Japanese land-based oyster company aims to eliminate vibrio, norovirus

General Oyster Corporation's innovative oyster-purification system.

Tokyo, Japan-based General Oyster Corporation has developed an innovative purification system that aims to eliminate instances of vibrio and norovirus in its products on a mass scale, as instances of both have resulted in recent recalls and general wariness among consumers.

Consumer anxiety around the safety of oysters is particularly prevalent in Japan, where diners rarely eat oysters raw due to the country’s warm, subtropical waters that can lead to higher instances of vibrio and norovirus. Instead, oysters are often cooked in a hotpot or are served fried and breaded.

General Oyster – a pioneer of raw oyster bars in Japan – is on a mission to change Japanese perceptions around consuming the mollusk. 

The company opened its first outlet in 2001 and is now the country’s largest operator of oyster bars; however, several incidents of norovirus that made headlines in Japan in 2006 caused reputational damage to raw oyster bars and have resulted in companies like General Oyster needing to get creative to combat those impressions.

That ingenuity has resulted in the development of a unique method of purifying oysters to avoid instances of vibrio and norovirus.

Conventionally, oysters go through a process known as depuration that involves the mollusks being held in tanks of filtered, purified water at facilities for up to 20 hours. This allows oysters to get rid of most of their harmful bacteria before they end up on the market. The process, though, is not guaranteed to eliminate instances of harmful bacteria or viruses.

What General Oysters does differently is that it purifies its oysters in deep-sea water – or water taken from a depth of over 200 meters – for 48 hours in tanks that possess a flow-through system to promote effective water exchange.

Deep-sea water is particularly effective in eliminating instances of vibrio and norovirus because little light penetrates such depths in the ocean, resulting in minimal bacterial activity and making the water ideal as pure water for depuration.

Furthermore, the company is working with the University of Tokyo to conduct experiments on the production of microalgae for use in aquaculture feed containing the abundant nutrients that deep-sea water offers.

The consistent temperature and plentiful nutrients that deep-sea water provides to a land-based facility have an added benefit besides minimizing the risks of vibrio and norovirus.

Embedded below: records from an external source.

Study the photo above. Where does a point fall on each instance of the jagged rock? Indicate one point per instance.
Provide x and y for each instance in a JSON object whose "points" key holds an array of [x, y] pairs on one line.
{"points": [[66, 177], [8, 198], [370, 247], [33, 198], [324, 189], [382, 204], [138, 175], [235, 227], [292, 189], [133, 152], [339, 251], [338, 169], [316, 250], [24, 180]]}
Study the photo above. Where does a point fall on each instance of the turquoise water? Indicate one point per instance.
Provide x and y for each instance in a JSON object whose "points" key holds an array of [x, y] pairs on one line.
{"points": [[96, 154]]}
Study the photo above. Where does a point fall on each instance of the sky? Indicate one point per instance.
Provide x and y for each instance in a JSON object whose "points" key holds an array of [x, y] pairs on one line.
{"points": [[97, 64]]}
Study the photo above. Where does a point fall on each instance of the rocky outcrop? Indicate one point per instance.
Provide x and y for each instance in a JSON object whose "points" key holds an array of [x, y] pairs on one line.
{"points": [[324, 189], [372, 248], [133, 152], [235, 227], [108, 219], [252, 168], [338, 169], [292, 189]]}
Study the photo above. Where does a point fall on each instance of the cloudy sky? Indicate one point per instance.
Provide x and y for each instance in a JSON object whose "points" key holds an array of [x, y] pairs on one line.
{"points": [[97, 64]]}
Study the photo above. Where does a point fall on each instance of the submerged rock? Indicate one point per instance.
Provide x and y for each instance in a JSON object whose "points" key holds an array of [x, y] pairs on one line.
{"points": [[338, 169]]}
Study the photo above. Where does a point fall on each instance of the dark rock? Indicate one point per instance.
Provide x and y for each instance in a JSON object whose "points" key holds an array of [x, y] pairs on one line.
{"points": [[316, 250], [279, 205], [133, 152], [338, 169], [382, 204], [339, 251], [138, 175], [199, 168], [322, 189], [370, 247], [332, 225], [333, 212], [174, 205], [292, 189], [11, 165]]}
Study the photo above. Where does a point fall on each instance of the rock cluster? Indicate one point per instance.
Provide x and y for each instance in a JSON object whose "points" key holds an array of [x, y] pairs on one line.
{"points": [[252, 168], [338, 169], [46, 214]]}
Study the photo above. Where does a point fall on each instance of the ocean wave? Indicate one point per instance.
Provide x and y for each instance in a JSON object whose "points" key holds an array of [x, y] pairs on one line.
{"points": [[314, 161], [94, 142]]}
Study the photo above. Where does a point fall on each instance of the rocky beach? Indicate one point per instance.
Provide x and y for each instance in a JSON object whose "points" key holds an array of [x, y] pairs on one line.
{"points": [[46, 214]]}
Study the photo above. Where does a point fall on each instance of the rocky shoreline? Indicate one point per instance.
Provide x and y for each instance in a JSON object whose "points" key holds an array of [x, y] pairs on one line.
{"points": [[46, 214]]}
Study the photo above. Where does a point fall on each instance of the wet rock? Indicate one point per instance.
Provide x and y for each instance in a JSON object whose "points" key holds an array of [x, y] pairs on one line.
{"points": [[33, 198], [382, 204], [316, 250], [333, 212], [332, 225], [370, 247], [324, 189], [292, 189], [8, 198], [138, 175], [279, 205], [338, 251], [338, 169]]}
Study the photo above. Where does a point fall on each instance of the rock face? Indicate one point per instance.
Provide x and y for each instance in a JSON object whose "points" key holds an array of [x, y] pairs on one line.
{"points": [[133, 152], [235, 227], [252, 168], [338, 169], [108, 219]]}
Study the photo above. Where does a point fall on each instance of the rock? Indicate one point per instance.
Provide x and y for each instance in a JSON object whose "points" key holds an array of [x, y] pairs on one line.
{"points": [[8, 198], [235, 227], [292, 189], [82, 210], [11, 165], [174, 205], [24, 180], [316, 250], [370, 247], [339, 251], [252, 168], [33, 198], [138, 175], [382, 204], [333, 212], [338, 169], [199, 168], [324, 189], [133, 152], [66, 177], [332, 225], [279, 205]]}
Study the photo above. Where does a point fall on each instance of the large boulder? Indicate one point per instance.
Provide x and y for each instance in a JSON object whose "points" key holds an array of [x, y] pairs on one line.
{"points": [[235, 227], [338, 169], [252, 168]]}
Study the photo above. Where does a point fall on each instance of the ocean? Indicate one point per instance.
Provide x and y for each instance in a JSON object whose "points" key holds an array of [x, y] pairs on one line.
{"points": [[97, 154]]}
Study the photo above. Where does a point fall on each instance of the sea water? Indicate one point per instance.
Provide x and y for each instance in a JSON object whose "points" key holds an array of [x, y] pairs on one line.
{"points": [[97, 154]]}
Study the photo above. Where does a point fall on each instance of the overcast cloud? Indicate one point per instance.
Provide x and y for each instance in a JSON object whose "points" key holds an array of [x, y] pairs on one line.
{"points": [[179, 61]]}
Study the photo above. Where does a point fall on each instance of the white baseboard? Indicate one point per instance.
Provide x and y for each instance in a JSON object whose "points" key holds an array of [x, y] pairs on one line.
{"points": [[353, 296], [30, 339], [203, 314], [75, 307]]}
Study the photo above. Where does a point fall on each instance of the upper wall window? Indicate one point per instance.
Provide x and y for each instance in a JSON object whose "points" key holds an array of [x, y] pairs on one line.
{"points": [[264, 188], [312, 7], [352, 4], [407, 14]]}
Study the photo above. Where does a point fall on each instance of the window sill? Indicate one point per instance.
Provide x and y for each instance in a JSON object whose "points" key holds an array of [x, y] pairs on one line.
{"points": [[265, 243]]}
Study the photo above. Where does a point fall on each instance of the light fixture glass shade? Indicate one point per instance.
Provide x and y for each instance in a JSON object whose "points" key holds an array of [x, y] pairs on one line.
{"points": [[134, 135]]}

While oysters grown in the ocean typically take two years to reach harvest size, General Oyster aims for harvest at one year.

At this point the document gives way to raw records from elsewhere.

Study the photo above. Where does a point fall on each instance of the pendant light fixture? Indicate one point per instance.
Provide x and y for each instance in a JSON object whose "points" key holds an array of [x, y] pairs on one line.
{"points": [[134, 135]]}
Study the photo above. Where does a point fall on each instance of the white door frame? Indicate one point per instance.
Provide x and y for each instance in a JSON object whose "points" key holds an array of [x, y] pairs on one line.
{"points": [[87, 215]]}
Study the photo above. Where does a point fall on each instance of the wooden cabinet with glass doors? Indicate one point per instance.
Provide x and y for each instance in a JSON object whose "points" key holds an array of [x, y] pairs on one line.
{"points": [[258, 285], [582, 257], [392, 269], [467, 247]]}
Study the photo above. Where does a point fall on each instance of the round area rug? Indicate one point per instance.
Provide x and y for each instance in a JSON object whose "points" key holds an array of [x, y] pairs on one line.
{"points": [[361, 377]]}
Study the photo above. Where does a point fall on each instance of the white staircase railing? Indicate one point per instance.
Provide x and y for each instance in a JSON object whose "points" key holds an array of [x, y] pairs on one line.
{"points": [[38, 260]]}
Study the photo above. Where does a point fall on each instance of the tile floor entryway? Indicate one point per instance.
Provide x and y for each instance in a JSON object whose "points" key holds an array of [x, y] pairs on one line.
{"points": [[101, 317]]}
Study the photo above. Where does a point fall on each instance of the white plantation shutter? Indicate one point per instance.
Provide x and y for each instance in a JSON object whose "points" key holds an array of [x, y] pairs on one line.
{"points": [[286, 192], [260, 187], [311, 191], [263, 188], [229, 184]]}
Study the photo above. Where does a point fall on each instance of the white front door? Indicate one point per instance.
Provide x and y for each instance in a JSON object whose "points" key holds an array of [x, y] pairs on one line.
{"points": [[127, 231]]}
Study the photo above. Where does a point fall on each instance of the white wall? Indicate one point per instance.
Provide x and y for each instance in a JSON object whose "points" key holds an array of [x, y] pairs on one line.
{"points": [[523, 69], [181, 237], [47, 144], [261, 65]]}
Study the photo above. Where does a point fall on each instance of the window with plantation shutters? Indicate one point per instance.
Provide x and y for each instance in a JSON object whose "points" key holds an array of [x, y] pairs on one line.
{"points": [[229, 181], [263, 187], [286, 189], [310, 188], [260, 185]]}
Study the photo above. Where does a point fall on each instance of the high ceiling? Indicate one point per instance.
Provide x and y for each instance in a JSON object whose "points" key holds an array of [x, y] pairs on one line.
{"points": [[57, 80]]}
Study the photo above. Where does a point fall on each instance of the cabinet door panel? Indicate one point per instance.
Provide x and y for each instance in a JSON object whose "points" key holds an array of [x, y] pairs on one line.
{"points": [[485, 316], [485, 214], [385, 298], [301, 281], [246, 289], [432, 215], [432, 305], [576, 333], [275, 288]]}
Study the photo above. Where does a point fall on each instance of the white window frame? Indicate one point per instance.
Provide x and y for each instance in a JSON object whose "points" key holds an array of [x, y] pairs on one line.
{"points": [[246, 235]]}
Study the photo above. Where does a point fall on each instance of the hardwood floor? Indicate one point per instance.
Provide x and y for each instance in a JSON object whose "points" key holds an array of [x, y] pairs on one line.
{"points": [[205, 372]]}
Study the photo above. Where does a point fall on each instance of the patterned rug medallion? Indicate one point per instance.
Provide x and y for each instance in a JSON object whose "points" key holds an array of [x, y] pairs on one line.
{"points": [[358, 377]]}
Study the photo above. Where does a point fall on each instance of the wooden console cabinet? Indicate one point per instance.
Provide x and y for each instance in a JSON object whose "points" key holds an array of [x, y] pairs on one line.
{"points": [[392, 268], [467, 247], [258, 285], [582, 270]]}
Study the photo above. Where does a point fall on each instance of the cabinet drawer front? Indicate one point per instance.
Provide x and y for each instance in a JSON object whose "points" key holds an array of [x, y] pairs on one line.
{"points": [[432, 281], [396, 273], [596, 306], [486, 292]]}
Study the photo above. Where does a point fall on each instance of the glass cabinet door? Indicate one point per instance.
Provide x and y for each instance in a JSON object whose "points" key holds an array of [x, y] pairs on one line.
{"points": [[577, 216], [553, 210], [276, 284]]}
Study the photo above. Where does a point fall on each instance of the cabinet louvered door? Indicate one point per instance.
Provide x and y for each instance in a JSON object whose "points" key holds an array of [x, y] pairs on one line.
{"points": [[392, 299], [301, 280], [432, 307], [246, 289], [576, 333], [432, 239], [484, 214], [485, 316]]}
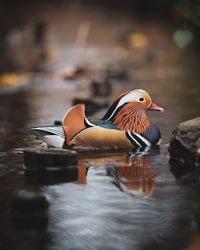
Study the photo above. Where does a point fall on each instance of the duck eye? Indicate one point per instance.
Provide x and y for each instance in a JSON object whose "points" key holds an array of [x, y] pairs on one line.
{"points": [[141, 99]]}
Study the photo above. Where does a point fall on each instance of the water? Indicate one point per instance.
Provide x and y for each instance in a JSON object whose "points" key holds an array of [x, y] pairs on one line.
{"points": [[113, 200]]}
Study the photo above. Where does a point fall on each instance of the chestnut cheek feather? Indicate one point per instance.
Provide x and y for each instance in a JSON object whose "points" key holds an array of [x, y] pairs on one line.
{"points": [[153, 106]]}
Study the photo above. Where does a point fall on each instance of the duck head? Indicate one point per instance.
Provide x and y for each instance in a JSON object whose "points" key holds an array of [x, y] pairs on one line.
{"points": [[128, 111]]}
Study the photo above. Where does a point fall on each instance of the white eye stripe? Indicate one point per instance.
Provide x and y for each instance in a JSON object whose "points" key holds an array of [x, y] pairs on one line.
{"points": [[141, 99], [132, 96]]}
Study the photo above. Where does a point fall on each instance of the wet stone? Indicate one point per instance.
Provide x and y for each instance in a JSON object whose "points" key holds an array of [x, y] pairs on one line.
{"points": [[49, 158], [184, 142]]}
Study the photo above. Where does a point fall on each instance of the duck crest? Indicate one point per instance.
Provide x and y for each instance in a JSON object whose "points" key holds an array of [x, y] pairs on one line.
{"points": [[132, 118]]}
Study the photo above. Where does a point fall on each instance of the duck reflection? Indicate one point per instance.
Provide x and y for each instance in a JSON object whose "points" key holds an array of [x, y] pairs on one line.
{"points": [[129, 172], [134, 178], [185, 173]]}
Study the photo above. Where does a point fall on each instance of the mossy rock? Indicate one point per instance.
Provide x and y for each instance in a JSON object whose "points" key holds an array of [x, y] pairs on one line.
{"points": [[183, 142]]}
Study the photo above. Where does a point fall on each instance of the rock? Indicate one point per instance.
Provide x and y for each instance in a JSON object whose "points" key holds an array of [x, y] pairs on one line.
{"points": [[49, 157], [184, 143]]}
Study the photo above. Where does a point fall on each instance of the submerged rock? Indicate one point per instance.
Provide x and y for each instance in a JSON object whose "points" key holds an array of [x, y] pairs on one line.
{"points": [[49, 157], [185, 142]]}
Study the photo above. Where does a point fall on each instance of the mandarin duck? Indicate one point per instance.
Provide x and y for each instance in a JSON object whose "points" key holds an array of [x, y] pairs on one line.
{"points": [[125, 125]]}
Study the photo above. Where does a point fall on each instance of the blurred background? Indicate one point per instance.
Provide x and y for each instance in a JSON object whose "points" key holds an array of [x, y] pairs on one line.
{"points": [[56, 53]]}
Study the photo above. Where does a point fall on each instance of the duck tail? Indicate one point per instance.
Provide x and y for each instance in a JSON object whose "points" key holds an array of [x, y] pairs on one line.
{"points": [[74, 122]]}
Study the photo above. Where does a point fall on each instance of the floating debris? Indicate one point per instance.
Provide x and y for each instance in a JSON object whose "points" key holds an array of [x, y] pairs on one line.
{"points": [[138, 40]]}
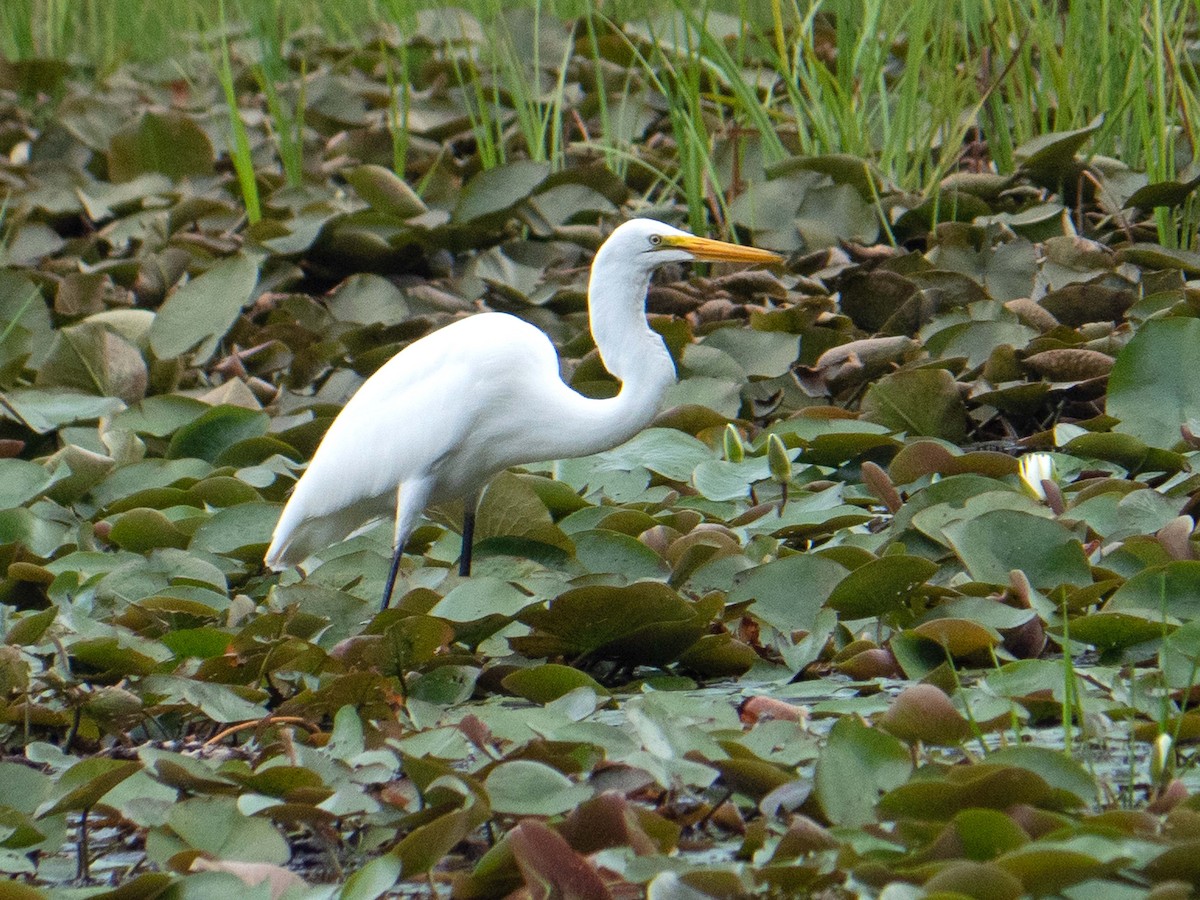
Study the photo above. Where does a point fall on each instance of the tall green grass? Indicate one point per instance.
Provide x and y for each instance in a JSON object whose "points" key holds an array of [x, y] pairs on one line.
{"points": [[905, 84]]}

The company promotes its product with the slogan Atarani kaki, which literally translates to “Oysters that do not hit,” meaning that diners who consume General Oyster products will not be hit with gastrointestinal distress that often comes as a result of an oyster carrying vibrio or norovirus.

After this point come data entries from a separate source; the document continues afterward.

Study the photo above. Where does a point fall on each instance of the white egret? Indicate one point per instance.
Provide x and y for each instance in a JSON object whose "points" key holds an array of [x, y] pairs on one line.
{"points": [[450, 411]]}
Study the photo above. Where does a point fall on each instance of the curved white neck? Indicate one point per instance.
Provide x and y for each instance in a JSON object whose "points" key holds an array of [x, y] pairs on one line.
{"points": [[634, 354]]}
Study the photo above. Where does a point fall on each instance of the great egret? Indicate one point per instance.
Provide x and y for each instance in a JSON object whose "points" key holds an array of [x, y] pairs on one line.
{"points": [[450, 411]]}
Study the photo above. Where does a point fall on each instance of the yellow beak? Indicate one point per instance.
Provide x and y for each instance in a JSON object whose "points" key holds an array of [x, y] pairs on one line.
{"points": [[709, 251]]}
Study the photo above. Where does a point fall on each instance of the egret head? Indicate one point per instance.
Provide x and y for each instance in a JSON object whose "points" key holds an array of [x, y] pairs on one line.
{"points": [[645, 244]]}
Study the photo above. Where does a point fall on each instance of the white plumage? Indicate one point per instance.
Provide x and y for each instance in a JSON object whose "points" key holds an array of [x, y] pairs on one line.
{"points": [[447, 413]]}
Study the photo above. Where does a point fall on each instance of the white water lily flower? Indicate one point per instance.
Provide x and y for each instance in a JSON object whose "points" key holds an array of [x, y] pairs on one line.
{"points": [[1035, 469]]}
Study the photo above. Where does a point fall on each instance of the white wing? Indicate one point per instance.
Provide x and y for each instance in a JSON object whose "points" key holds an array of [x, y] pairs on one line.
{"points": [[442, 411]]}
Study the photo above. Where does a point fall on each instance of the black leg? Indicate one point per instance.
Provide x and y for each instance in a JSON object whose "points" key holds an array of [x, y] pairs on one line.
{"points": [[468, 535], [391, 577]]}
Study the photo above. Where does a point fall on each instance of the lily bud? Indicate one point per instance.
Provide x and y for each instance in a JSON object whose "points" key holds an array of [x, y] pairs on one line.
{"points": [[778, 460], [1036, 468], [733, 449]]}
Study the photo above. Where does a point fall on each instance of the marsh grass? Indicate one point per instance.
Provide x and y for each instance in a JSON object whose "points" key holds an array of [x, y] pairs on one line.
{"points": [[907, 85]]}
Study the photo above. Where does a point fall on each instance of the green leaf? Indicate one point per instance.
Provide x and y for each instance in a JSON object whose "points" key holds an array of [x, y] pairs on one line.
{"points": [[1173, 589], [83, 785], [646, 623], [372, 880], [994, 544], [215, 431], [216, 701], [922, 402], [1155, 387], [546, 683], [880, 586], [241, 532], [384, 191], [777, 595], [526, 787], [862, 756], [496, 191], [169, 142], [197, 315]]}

“This summer, we succeeded in the world's first land-based aquaculture of oysters using deep-sea water, which we have been researching since 2014 in Kumejima, Okinawa Prefecture, and the norovirus-free oyster '8th Sea Oyster-2.0' was born,” the company said in November 2023. “In the future, we are preparing for mass production and market sales.”

If successful on a mass scale, the unique depuration process could help global oyster producers ensure their products remain free from vibrio and norovirus, which continue to plague seafood consumers and companies alike around the world.

Recently, oysters from Fanny Bay Oysters in British Columbia, Canada, were under a voluntary recall after test results indicated the presence of the bacteria Vibrio parahaemolyticus, which can cause severe gastrointestinal distress in humans and even lead to death.

Albeit rare, that fatal outcome played out multiple times across the U.S. last summer. 

Officials in the states of Connecticut and New York issued vibrio warnings after several people became infected with the bacteria and later died from the infection. A few of the deceased ingested water while swimming in areas that contained the bacteria, while another contracted the bacteria directly from consuming a raw oyster.

Another instance of raw oyster consumption leading to a deadly outcome occurred in the U.S. state of Missouri in June 2023, when a man ate a tainted oyster and passed away soon after. The particular strain of the bacteria that led to each of the U.S. deaths was Vibrio vulnificus.